Anniversaries are artificial landmarks, but they focus the mind on the details of the remembrance of things past, details otherwise lost to the amnesia of the present. Whether it's a birthday, a wedding anniversary or marking the fifth year since a landmark event like September 11, we're forced to evaluate ourselves in relation to how things have changed.
The anniversary of 9/11 leads to comparisons, a search through history for clues about how to deal with landmark events of our own experience. The New Criterion, a magazine that consistently separates the tares from the wheat of what's new, measuring current writers, artists and ideas against the standards of the past, dares to draw on the unfashionable to measure the fashions of our day.
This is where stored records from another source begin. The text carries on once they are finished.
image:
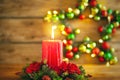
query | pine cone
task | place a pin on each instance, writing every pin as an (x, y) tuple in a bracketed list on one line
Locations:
[(46, 77)]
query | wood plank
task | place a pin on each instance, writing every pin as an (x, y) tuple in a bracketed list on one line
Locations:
[(26, 30), (23, 8), (98, 72), (32, 7), (26, 53)]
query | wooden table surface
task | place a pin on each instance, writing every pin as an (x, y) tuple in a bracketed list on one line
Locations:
[(98, 72)]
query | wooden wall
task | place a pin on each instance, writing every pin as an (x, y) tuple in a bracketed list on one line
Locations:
[(22, 29)]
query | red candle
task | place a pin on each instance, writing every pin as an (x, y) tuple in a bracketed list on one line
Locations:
[(52, 52)]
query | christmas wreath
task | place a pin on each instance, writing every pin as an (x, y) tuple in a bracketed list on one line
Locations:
[(41, 71), (100, 48)]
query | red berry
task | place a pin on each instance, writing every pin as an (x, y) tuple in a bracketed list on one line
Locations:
[(96, 51), (75, 49), (69, 42), (105, 45), (101, 59), (93, 3), (100, 29), (104, 13), (81, 17), (69, 54), (68, 30), (113, 30)]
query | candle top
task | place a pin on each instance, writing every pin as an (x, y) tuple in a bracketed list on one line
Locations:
[(53, 28)]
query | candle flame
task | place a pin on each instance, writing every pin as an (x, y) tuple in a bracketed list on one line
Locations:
[(53, 28)]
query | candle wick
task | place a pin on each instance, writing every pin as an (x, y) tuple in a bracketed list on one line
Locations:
[(53, 28)]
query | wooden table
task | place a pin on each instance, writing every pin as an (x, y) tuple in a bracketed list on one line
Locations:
[(99, 72)]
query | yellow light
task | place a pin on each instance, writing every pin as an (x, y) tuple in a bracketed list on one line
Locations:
[(53, 29), (55, 12), (93, 55), (91, 16), (65, 41), (88, 51), (66, 60), (69, 47)]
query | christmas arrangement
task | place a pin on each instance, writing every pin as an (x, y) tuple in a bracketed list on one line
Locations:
[(100, 48), (52, 67), (41, 71)]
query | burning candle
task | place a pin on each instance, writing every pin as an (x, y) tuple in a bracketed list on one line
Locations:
[(52, 51)]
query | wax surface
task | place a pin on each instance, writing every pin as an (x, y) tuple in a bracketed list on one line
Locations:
[(52, 52)]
Rudyard Kipling and Evelyn Waugh, for example.
In its 25th anniversary issue, the magazine resurrects Waugh quoting Kipling with words that resound with prescient urgency. "Kipling believed civilization to be something laboriously achieved, which was only precariously defended," Waugh wrote. "He wanted to see the defenses fully manned and he hated the liberals because he thought them gullible and feeble, believing in the easy perfectibility of man and ready to abandon the work of centuries for sentimental qualms."
Waugh's observations written three decades earlier in 1938 mark crucial and dangerous parallels in 2006: "Barbarism is never finally defeated; given propitious circumstances, men and women who seem quite orderly will commit every conceivable atrocity. The danger does not come merely from habitual hooligans; we are all potential recruits for anarchy. Unremitting effort is needed to keep men living together at peace; there is only a margin of energy left over for experiment however beneficent."
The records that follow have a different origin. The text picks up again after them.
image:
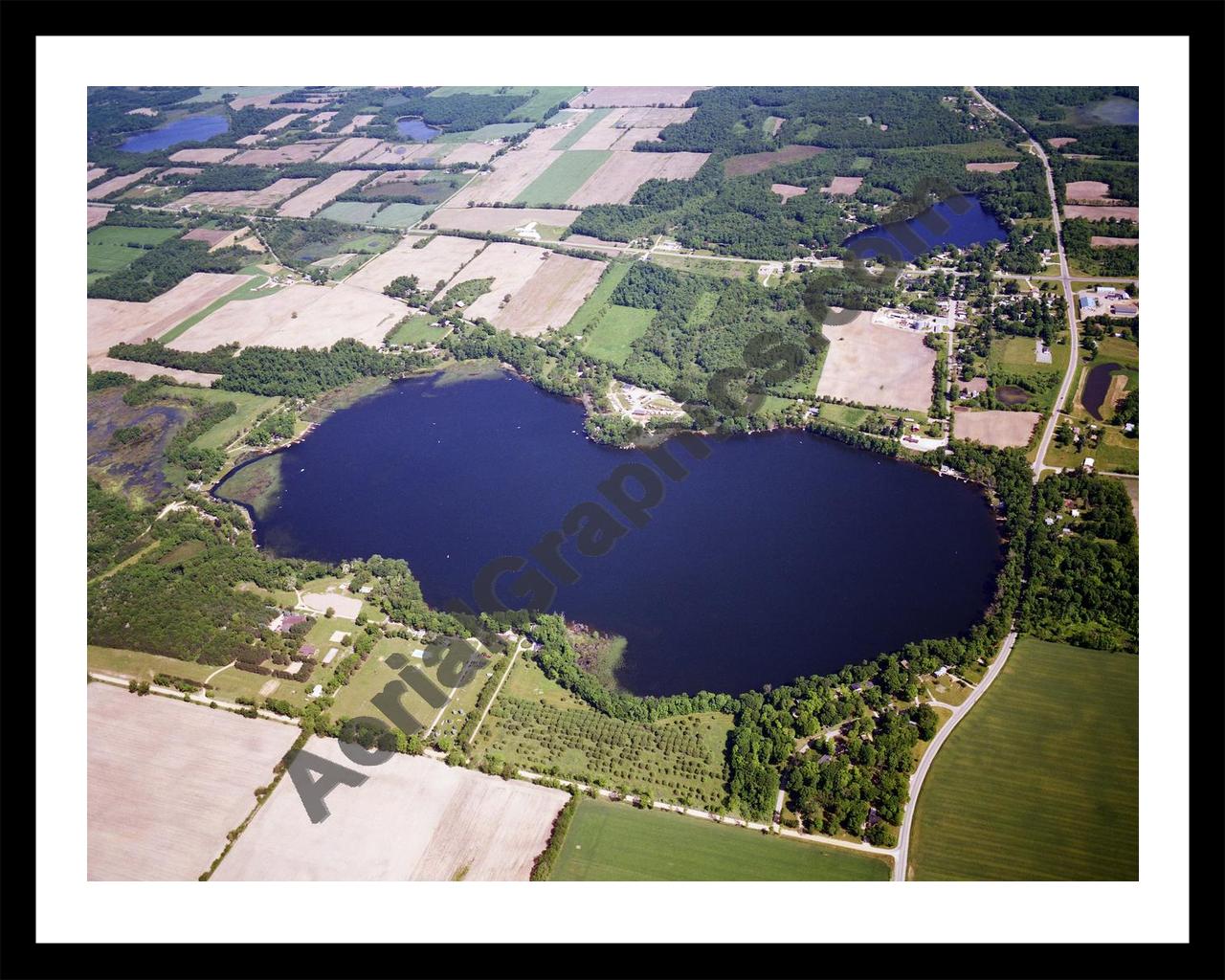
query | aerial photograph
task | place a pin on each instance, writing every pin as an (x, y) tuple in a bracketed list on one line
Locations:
[(612, 482)]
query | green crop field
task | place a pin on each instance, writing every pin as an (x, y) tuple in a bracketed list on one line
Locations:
[(399, 214), (1041, 779), (576, 134), (539, 725), (599, 298), (615, 842), (250, 289), (616, 329), (226, 432), (564, 176), (349, 212), (493, 131), (110, 248)]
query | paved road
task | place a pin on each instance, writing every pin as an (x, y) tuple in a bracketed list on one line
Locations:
[(903, 849), (1068, 296)]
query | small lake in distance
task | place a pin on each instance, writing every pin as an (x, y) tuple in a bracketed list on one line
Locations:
[(941, 224), (778, 555), (415, 129), (193, 129)]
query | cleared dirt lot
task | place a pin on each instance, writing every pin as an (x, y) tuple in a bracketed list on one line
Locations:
[(313, 199), (168, 781), (511, 175), (878, 366), (621, 174), (1087, 190), (117, 184), (96, 214), (271, 195), (412, 819), (551, 297), (508, 266), (301, 152), (843, 185), (204, 154), (503, 219), (1002, 429), (323, 316), (1101, 212), (349, 149), (438, 260), (607, 95), (113, 322)]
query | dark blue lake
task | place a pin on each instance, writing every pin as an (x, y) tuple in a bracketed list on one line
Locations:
[(961, 222), (778, 555), (193, 129), (414, 129)]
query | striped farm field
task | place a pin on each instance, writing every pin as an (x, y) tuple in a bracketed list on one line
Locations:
[(613, 842), (1040, 782), (564, 176)]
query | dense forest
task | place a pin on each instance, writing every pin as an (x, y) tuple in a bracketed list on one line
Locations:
[(1084, 585)]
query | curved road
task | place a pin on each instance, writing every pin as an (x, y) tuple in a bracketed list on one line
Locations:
[(902, 856), (1039, 466)]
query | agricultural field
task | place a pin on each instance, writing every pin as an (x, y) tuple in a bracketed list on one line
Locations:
[(550, 298), (113, 248), (612, 333), (438, 261), (510, 266), (299, 315), (753, 163), (624, 173), (876, 366), (538, 725), (502, 219), (1040, 781), (604, 96), (117, 322), (440, 822), (615, 842), (993, 427), (168, 781), (564, 178), (313, 199)]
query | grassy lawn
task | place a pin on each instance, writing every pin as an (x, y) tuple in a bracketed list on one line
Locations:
[(615, 842), (577, 134), (617, 328), (250, 289), (564, 176), (612, 275), (538, 725), (418, 329), (226, 432), (354, 699), (1040, 781)]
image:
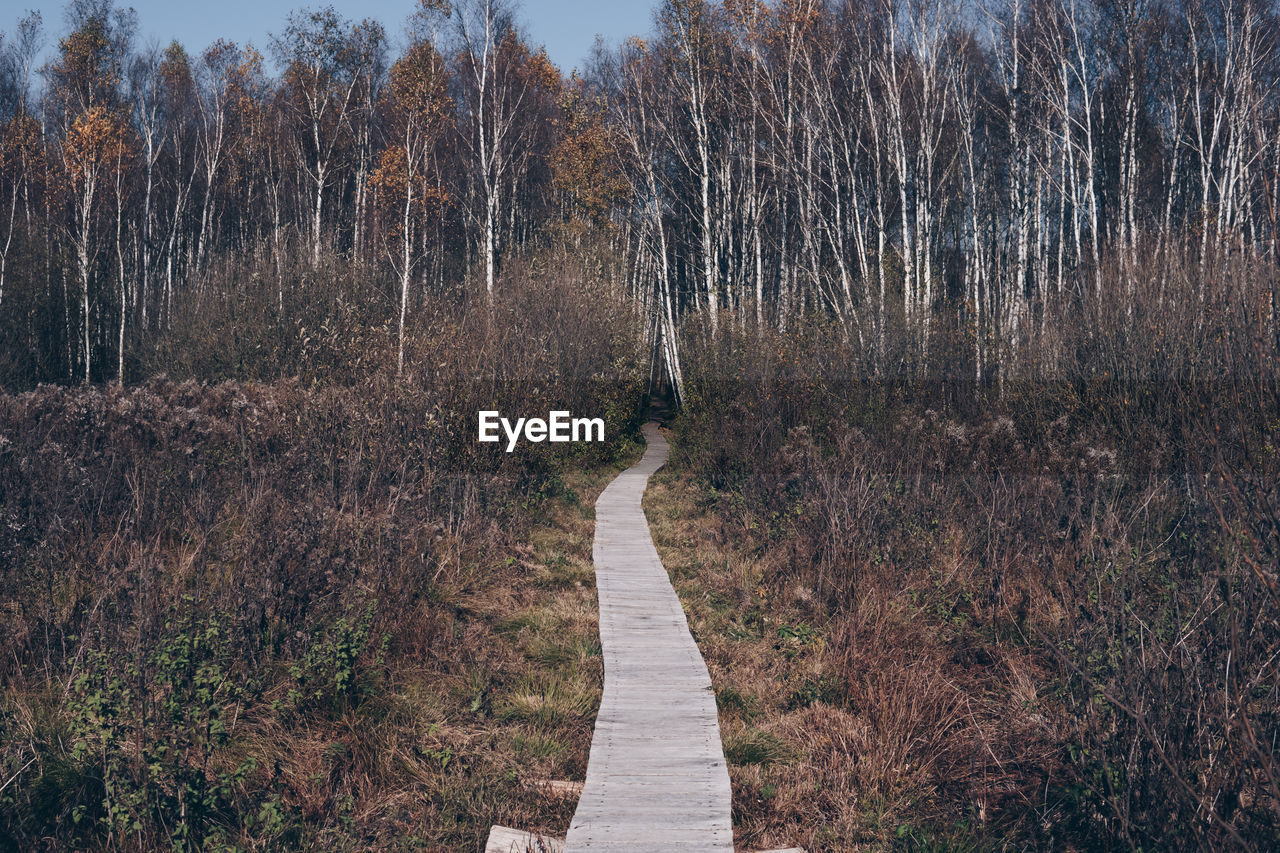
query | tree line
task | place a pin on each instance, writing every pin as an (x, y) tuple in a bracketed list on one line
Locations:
[(941, 181)]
A 25th anniversary for a small magazine dedicated to arts and ideas is a big moment in a cultural landscape ravaged by dumbed-down relativism and celebrity hijinks. With a small circulation of only 6,000 subscribers, the New Criterion is an oasis in the chaos of criticism that has afflicted the intellectual (so called) establishment since postmodernism became fashionable. It sees the task of preserving culture as yet another battle in the war for survival. The magazine and its editors are conservative in the sense that they want to conserve what's best in the written word, the artistic image, music, dance and theater. It's a reprise of the ancient attempt to understand the finest aspirations of humankind.